Makes sense to me. I might alter the bit about “during the entire time the vehicle is passing” to reflect that it’s also a bad idea for the motor vehicle to be closer than 3 feet when the motor vehicle is tailing the bike with no intent to pass. To the extent we haven’t been, we probably also need to keep non-motor vehicles when we design our travel infrastructure.
Because this is a short one, I’ll digress by sharing an article I read awhile back about how the invention of jaywalking was associated with a “massive shaming campaign” by the auto industry.
In his 2007 paper, “Street Rivals: Jaywalking and the Invention of the Motor Age Street,” Peter D. Norton describes how ridicule was recognized early on as the best socializing force to control pedestrian behavior—behavior that would have to change with the times.
. . .
As Norton explains, “before the city street could be physically reconstructed to accommodate motor vehicles, it had first to be socially reconstructed as a modern thoroughfare.” And that social reconstruction meant redefining who belonged on the street, by poking fun at those who were seen as unwanted. This ridicule would show up in newspaper editorials, in verbal confrontations between motorists and pedestrians on the street, in American classrooms, and through public shaming by police officers and other authority figures.

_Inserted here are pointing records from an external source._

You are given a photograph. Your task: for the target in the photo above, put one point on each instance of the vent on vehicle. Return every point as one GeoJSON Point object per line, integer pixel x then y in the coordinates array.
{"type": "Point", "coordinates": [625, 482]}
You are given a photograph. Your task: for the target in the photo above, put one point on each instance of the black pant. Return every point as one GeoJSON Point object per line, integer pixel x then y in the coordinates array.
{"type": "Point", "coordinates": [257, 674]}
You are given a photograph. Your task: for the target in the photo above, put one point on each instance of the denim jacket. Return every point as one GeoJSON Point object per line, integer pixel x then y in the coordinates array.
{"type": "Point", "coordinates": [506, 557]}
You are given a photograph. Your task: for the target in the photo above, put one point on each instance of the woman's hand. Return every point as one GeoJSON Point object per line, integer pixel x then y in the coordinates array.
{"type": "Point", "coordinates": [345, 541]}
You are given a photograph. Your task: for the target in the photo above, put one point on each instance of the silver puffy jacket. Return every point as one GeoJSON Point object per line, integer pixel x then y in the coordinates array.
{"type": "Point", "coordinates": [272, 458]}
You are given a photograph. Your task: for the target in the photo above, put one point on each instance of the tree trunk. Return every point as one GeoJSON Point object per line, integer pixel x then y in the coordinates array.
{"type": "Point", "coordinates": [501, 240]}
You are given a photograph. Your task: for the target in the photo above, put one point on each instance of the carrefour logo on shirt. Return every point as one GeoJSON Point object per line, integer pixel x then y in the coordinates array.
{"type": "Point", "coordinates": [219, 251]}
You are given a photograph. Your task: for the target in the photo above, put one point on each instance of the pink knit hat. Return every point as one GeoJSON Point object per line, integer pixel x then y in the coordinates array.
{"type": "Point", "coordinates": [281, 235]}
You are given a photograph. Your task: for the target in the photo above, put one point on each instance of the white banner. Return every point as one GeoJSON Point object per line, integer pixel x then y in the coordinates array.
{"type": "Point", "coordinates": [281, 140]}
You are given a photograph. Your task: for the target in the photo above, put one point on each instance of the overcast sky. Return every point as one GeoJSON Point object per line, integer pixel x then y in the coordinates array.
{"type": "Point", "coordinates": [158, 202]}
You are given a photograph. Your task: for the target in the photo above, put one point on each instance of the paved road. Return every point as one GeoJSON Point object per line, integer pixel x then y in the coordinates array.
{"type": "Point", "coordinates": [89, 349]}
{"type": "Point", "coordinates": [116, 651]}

The term “jaywalking” apparently comes from the term “jay” being used to refer to a rural idiot or rube. If they were walking in the middle of the street instead of crossing at intersections in order to accommodate the new motor vehicles, that must mean they are hicks from the sticks who are too simple to know how to properly walk in the city.
Viewed through a long historical lens, this attempt to reclaim a place for non-motorized vehicles on our streets is something of a pendulum swinging back somewhat to the days before motor vehicles.